Ein Restaurantbetreiber, den Faruk regelmäßig mit Lebensmitteln versorgte, suchte eine Aushilfe in der Küche. Das war Abdels Chance. Es störte ihn nicht, dass er weit unter seinem Niveau beschäftigt wurde. Hatten es nicht schon andere vor ihm vom Tellerwäscher zum Millionär gebracht?

Als ein Koch in dem Restaurant kurzfristig ausfiel, witterte Abdel seine Chance. Er durfte einspringen, und sein patron erkannte, nicht zuletzt dank des überschwänglichen Lobes der Restaurantgäste, was für ein Juwel er in seiner Küche als Hilfskraft beschäftigte. Von da an durfte Abdel regelmäßig kochen, und sein Chef erhöhte sein Gehalt, sodass er ein einigermaßen akzeptables Auskommen hatte.

Er konnte sogar ein wenig Geld zur Seite legen und seine Familie in Algerien unterstützen, ganz so, wie er es sich vorgenommen hatte.

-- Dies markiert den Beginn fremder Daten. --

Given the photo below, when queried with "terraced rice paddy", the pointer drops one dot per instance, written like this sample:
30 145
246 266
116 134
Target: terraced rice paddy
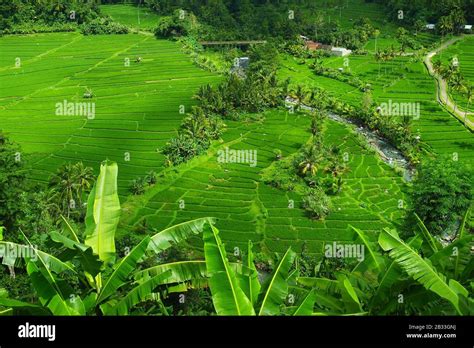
248 209
131 16
401 80
137 110
137 107
463 50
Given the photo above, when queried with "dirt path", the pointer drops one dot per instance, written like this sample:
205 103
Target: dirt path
442 91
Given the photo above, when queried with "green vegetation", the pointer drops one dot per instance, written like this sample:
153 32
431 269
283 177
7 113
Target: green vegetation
270 177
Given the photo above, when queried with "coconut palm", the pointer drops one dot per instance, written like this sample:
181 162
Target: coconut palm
103 285
69 184
469 96
312 157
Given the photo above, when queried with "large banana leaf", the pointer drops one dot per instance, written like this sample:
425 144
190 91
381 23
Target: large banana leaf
349 296
459 251
391 276
70 229
67 242
103 213
123 270
227 296
275 289
49 291
194 272
249 282
178 233
323 284
18 307
307 306
427 235
10 252
417 267
372 252
142 292
458 260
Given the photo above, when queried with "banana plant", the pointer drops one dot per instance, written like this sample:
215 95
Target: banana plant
236 289
422 270
108 286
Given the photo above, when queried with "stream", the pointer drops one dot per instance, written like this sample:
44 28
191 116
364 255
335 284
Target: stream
387 153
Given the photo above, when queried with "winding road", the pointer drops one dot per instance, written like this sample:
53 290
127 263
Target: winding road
442 91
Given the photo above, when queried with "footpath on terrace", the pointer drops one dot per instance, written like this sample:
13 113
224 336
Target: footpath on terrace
442 91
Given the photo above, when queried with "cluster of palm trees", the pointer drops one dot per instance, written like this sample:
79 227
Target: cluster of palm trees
452 74
394 129
253 93
345 77
69 186
197 131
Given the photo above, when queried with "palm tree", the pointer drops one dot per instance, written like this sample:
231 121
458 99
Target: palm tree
64 188
104 286
317 122
337 168
300 94
236 291
84 179
311 159
437 65
69 184
469 96
457 83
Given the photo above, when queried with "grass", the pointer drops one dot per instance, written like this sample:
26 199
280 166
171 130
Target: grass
463 50
249 209
132 16
137 107
401 80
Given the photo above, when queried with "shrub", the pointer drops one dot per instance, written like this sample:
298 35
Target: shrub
442 192
181 149
317 204
138 186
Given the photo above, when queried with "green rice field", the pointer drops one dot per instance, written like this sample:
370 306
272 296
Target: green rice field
137 106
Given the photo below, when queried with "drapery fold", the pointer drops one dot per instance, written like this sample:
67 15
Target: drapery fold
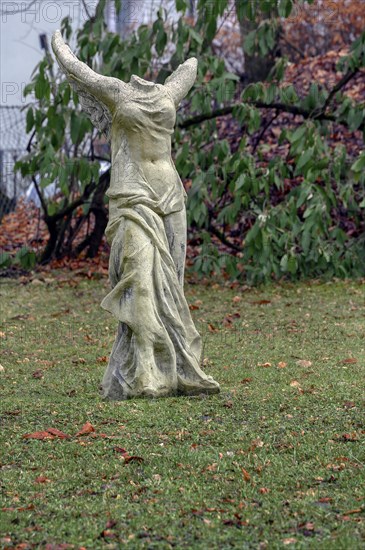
157 349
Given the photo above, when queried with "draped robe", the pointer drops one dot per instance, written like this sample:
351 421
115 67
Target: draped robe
157 349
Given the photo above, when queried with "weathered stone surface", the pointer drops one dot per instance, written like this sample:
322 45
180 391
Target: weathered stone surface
157 348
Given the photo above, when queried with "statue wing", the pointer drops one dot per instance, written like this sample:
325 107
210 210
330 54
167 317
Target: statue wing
98 94
180 81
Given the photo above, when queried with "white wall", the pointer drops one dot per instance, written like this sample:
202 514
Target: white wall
19 38
22 21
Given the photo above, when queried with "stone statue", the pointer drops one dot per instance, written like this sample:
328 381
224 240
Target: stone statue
157 348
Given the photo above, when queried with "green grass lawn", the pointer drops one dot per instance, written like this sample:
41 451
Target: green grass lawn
275 460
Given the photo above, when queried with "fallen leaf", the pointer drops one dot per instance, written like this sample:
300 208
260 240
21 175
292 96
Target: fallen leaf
39 435
37 374
304 363
120 450
128 459
246 475
86 429
58 433
42 479
355 511
79 360
348 437
325 499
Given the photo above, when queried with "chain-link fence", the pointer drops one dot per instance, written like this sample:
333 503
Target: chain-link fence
13 145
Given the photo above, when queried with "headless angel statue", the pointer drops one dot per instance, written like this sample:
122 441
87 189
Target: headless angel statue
157 348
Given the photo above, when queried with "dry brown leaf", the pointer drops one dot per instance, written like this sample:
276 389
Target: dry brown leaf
42 479
304 363
246 475
37 374
39 435
58 433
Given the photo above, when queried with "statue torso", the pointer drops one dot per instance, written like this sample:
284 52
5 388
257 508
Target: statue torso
142 168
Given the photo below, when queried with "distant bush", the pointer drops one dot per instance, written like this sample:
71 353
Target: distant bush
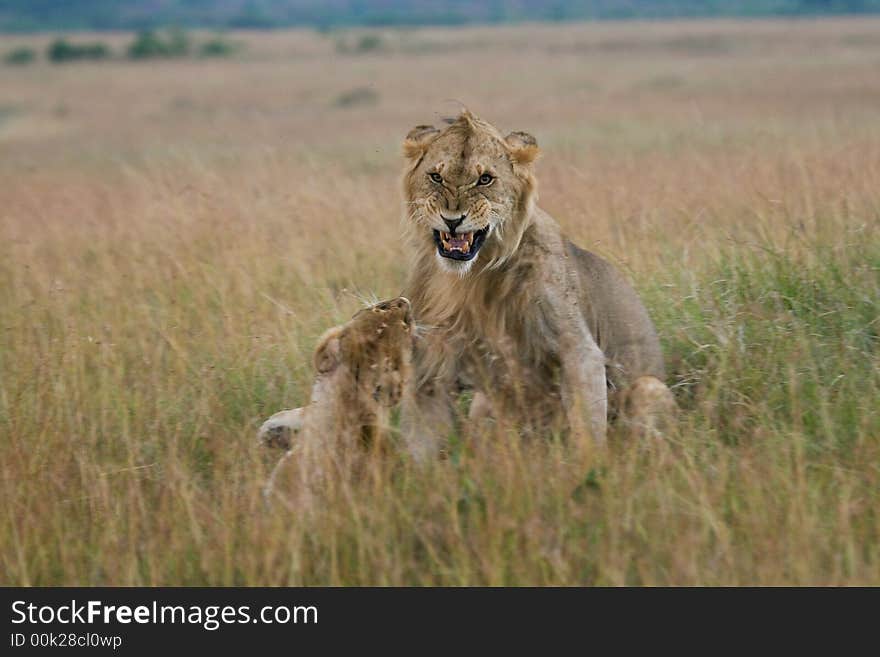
20 56
369 42
218 47
366 43
357 96
61 50
149 44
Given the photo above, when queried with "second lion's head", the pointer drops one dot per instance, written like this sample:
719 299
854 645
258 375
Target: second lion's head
468 192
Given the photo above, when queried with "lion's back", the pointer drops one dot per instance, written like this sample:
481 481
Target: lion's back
618 319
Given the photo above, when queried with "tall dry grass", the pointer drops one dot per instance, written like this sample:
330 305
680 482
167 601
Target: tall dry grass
174 237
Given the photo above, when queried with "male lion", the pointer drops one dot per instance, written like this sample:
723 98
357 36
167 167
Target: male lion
362 367
540 328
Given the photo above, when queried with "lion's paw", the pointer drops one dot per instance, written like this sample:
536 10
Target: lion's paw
278 431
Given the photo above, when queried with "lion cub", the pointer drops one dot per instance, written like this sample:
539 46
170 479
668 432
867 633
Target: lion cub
362 367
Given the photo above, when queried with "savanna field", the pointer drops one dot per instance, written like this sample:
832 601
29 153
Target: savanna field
176 234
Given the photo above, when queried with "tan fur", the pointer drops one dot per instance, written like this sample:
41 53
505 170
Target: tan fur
537 325
361 370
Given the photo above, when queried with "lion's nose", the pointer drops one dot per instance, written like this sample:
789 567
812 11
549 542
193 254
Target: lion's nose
454 223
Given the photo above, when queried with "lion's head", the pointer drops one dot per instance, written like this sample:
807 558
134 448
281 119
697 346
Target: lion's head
468 192
366 361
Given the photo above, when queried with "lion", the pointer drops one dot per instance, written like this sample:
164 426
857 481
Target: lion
361 369
543 331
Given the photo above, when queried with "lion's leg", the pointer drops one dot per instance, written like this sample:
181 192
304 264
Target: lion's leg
481 408
647 407
584 389
425 420
279 430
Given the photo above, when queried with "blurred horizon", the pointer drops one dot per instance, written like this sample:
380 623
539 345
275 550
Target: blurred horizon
105 15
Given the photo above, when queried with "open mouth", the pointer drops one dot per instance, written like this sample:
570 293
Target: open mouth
459 246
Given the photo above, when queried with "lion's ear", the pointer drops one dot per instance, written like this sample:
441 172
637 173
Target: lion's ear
523 147
418 139
328 353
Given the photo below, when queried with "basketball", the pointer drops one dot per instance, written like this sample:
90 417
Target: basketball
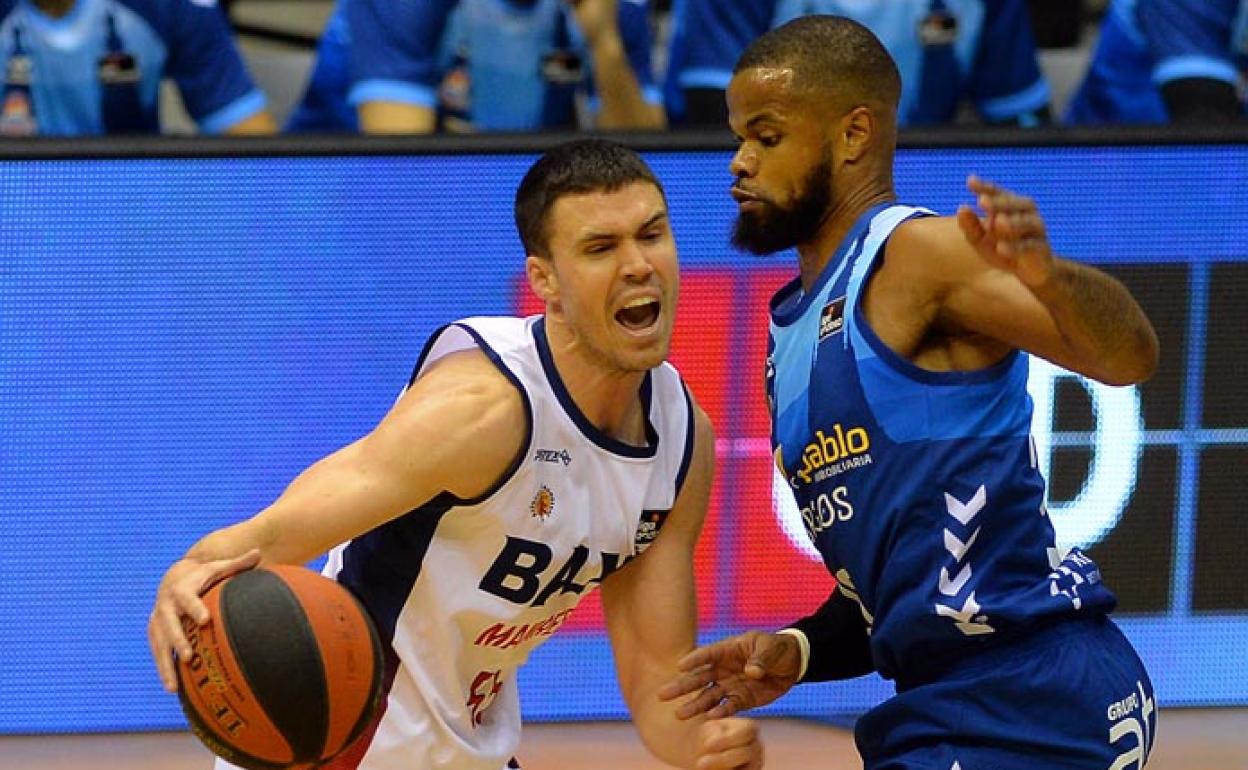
286 674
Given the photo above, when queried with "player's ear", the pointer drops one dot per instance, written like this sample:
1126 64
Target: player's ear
542 278
859 130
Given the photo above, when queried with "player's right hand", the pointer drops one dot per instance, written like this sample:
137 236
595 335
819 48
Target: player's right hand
735 674
177 597
729 744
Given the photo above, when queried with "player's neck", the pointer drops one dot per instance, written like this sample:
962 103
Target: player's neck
813 255
55 9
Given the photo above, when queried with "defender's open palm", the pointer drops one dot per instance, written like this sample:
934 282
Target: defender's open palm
734 674
1011 235
729 744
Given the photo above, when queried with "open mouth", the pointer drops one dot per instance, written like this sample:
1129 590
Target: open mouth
639 315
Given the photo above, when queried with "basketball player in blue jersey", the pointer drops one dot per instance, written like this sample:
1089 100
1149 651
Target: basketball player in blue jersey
896 378
1166 61
76 68
528 462
949 51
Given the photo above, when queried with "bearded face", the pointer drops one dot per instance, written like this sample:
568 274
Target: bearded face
773 226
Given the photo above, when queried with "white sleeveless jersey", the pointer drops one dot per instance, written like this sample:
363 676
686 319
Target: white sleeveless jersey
462 590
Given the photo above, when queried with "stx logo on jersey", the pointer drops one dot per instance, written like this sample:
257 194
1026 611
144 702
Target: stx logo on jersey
833 453
517 572
542 504
831 318
550 456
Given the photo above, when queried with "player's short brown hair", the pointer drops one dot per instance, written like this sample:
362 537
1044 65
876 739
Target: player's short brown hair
833 56
574 167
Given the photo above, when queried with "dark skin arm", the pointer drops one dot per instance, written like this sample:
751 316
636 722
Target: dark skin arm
959 293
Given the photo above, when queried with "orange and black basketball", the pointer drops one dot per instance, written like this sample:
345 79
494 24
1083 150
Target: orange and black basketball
287 673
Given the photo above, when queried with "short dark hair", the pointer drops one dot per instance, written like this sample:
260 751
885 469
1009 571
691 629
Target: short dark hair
574 167
831 55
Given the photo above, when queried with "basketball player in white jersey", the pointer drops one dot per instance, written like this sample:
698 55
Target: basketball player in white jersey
528 462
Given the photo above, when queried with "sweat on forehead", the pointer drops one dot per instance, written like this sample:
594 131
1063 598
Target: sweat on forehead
829 56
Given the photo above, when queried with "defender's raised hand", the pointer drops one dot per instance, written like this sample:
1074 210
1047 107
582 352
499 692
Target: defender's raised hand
1011 232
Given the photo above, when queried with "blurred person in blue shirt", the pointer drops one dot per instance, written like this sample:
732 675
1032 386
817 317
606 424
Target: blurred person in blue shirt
95 66
947 51
1166 60
483 65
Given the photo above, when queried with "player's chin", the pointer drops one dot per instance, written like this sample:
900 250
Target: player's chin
640 352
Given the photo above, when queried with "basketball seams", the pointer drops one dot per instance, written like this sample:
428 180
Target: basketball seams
261 610
287 675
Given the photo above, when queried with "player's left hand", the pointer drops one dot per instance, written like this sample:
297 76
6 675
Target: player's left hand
1011 235
597 19
734 674
729 744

Wäre er nicht illegal im Land gewesen und müsste er nicht an jeder Metrostation, bei jedem Einkauf fürchten, von der Polizei kontrolliert, aufgegriffen und in Abschiebehaft genommen zu werden, dann hätte er jetzt sein Ziel erreicht.

Abdel versuchte, sich nicht allzu viele Gedanken um seinen Status zu machen; er lebte von Tag zu Tag. Im Gegensatz zu vielen anderen Migranten hatte er Glück gehabt. Sein Leben war besser, als es daheim gewesen war. Viele Illegale bereuten ihre Reise, da sie in Paris, umgeben von Reichtum und Luxus, keine Chance auf ein menschenwürdiges Leben bekamen.

An einem seiner wenigen freien Tage gönnte er sich den Besuch des Eiffelturms. Davon hatte er lange geträumt. Die Aussicht von dort oben musste einmalig sein. Zu Fuß bis auf die zweite Etage, das war günstiger als der Aufzug, und dann mit dem zweiten Aufzug bis ganz nach oben. Auf der Spitze des Turms fühlte er sich zum ersten Mal seit seiner Ankunft wirklich frei und glücklich, für einen kurzen Moment zumindest. Er reizte ihn aus, solange es nur ging, lief als einer der letzten wieder hinunter auf das Champ de Mars, wo ihn die Alltagssorgen schnell wieder einholten.